In case you missed the A List Apart article by Asa, go read his brilliant “Never use a warning when you mean undo”. I could not agree more.

More info:
Alistapart: Never Use a Warning When You Mean Undo
Humanized: Undo Made Easy with Ajax (Part 1) and part 1.5

[tags]asa raskin, usability, undo, confirmation[tags]

5 Responses to “Undo — Not Confirmation — End of Discussion”

  1. Thomas Baekdal Says:

    Interesting – nice find.

    May I add a 5th point: Problems with handling Undo in the browsers memory.

    Sure you can use AJAX to store previous “states”, but that implementation is also slow because it requires a roundtrip to the server. The browser should be able to store the previous states in memory – which the browser does very poorly.

    Also, how do you undo writing something, and then accidently hitting some key that either reloads the page or move to a different page altogether (in a web application).

    Undo is extremely important, but damn the browser is annoying :)

  2. Hannes Says:

    As Aza mentions in Part 1, the elements do not actually get deleted in the moment when the user clicks on the delete link but in an onUnload hook. IMHO the UX is even better when the elements do not get removed from the page, but grayed out/disabled and the delete link gets renamed to undelete. This enables the user to undo an arbitrary deletion instead of being forced to their inverse order.

  3. pik Says:

    Graphics are nice but isn’t this a stateful utopia ? isn’t the back button supposed to do the same work ?

  4. Mike Says:

    I agree with you 95% of the way, but there are cases where undo is not good enough.

    Here at felspar.com we’ve implemented a bulk emailer service, which we integrate with our bespoke system. One of our clients can potentially email around 150K customers with the click of a button. At that point, undo is not possible, as, once the email has been sent and received, it cannot be sucked out of the recipient machine by an undo operation. So, we have various test and preview screens before a final confirmation to send.

    In a perfect world, perhaps email could be un-sent or corrected… and network connections would never go down after sending.. and people could un-read emails. etc. Unfortunately, we don’t live there.

    Moral of the story: you often can’t undo changes that have escaped into the big wide world. In thoses cases, make sure the users know exactly what they are doing.

  5. Peter Bachmann Says:

    “Now, there is a constant resistance (usually from a technical perspective), when discussing undo. And in the project I have worked in, none of them eventually decided to have undo. Here are the reasons I have heard from customers deciding not to implement undo:

    Did not acknowledge the importance of undo from a user perspective”

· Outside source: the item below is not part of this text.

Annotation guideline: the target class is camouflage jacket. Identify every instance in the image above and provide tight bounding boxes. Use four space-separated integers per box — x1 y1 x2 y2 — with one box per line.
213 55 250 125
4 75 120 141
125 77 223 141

    As a user who knows really next to nothing about technology and creating user interfaces (and here I am trying to learn for our next website rebuild…) having an easy to understand and run an “undo” function is critical.

    Make it work!

    How many times have I needed this? How many times would I have appreciated this? It runs into 3 or 4 times a day. Multiply that by usage online and the programming convenience of having multiple “are you sure” nag screens vs. the
    technical cost of having an oh so easy undo action – and of course it has to be action dependent, I think people understand that even just intuitively – well, clearly the cost benefit is not even debatable. A pox on your clients who wussed out.

    I think people would take to this like ducks to water. This is proper user interface thinking. Speaking as a user we need much more of this going forward; rather than convenience and the fastest cheapest way to get it done in technology!